Re: [PATCH 2/3] nfit, libnvdimm: allow an ARS rescan to be triggered on demand

From: Vishal Verma <vishal.l.verma@intel.com>
To: Dan Williams <dan.j.williams@intel.com>
Cc: Linux ACPI <linux-acpi@vger.kernel.org>,
	"Rafael J. Wysocki" <rafael.j.wysocki@intel.com>,
	Tony Luck <tony.luck@intel.com>,
	"linux-nvdimm@lists.01.org" <linux-nvdimm@lists.01.org>
Subject: Re: [PATCH 2/3] nfit, libnvdimm: allow an ARS rescan to be triggered on demand
Date: Tue, 19 Jul 2016 11:45:41 -0600	[thread overview]
Message-ID: <20160719174540.GC12960@omniknight.lm.intel.com> (raw)
In-Reply-To: <CAPcyv4guVe2Mm_EaBMMRqpfCahR_E0xbhtE30VoDAb+sqvK=AQ@mail.gmail.com>

On 07/19, Dan Williams wrote:
> On Mon, Jul 18, 2016 at 5:44 PM, Vishal Verma <vishal.l.verma@intel.com> wrote:
> > Normally, an ARS (Address Range Scrub) only happens at
> > boot/initialization time.
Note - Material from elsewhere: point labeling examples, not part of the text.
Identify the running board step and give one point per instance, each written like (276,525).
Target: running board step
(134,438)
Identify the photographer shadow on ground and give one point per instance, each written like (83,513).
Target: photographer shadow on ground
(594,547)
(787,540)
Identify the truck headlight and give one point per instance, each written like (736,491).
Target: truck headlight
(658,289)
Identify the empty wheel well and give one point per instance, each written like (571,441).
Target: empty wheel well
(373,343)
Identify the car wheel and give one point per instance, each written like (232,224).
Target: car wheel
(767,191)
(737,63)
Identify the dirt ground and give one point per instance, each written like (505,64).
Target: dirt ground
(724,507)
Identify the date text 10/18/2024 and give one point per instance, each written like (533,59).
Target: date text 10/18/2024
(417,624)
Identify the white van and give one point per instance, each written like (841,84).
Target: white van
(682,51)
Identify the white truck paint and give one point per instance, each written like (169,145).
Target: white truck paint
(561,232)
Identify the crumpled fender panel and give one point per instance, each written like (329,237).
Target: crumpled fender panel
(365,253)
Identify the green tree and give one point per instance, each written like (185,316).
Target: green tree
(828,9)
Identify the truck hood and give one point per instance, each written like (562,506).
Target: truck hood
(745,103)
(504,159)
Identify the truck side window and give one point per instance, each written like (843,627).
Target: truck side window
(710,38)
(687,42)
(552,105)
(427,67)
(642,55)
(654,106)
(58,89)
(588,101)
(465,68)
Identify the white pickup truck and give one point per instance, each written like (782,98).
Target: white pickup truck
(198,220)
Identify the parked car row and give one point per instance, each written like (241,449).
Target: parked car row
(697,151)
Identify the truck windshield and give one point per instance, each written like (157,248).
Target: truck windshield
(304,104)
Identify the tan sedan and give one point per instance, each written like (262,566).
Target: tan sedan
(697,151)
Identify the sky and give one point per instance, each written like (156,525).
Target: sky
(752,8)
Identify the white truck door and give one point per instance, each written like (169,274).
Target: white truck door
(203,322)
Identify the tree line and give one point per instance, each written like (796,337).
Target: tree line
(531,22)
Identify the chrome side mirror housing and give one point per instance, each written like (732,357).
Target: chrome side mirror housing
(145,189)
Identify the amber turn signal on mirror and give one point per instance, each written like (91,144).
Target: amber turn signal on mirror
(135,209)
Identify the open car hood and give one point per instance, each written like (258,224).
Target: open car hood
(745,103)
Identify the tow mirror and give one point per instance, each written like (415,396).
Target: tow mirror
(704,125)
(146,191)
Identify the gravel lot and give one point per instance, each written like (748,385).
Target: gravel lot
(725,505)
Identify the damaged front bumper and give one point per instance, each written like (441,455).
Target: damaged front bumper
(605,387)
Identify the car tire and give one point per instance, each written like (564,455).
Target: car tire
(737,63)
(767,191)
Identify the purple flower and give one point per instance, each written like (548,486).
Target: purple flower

There can however arise situations where a
> > bus-wide rescan is needed - notably, in the case of discovering a latent
> > media error, we should do a full rescan to figure out what other sectors
> > are bad, and thus potentially avoid triggering an mce on them in the
> > future. Also provide a sysfs trigger to start a bus-wide rescan.
> >
> > Cc: Dan Williams <dan.j.williams@intel.com>
> > Cc: Rafael J. Wysocki <rafael.j.wysocki@intel.com>
> > Cc: <linux-acpi@vger.kernel.org>
> > Cc: <linux-nvdimm@lists.01.org>
> > Signed-off-by: Vishal Verma <vishal.l.verma@intel.com>
> > ---
> >  drivers/acpi/nfit.c       | 36 ++++++++++++++++++++++++++++++++----
> >  drivers/acpi/nfit.h       |  1 +
> >  drivers/nvdimm/core.c     | 17 +++++++++++++++++
> >  include/linux/libnvdimm.h |  1 +
> >  4 files changed, 51 insertions(+), 4 deletions(-)
> >
> > diff --git a/drivers/acpi/nfit.c b/drivers/acpi/nfit.c
> > index ac6ddcc0..def9505 100644
> > --- a/drivers/acpi/nfit.c
> > +++ b/drivers/acpi/nfit.c
> > @@ -2138,8 +2138,9 @@ static void acpi_nfit_async_scrub(struct acpi_nfit_desc *acpi_desc,
> >         unsigned int tmo = scrub_timeout;
> >         int rc;
> >
> > -       if (nfit_spa->ars_done || !nfit_spa->nd_region)
> > -               return;
> > +       if (!nfit_spa->ars_rescan)
> > +               if (nfit_spa->ars_done || !nfit_spa->nd_region)
> > +                       return;
> 
> Do we need a new flag? Why not just clear ->ars_done?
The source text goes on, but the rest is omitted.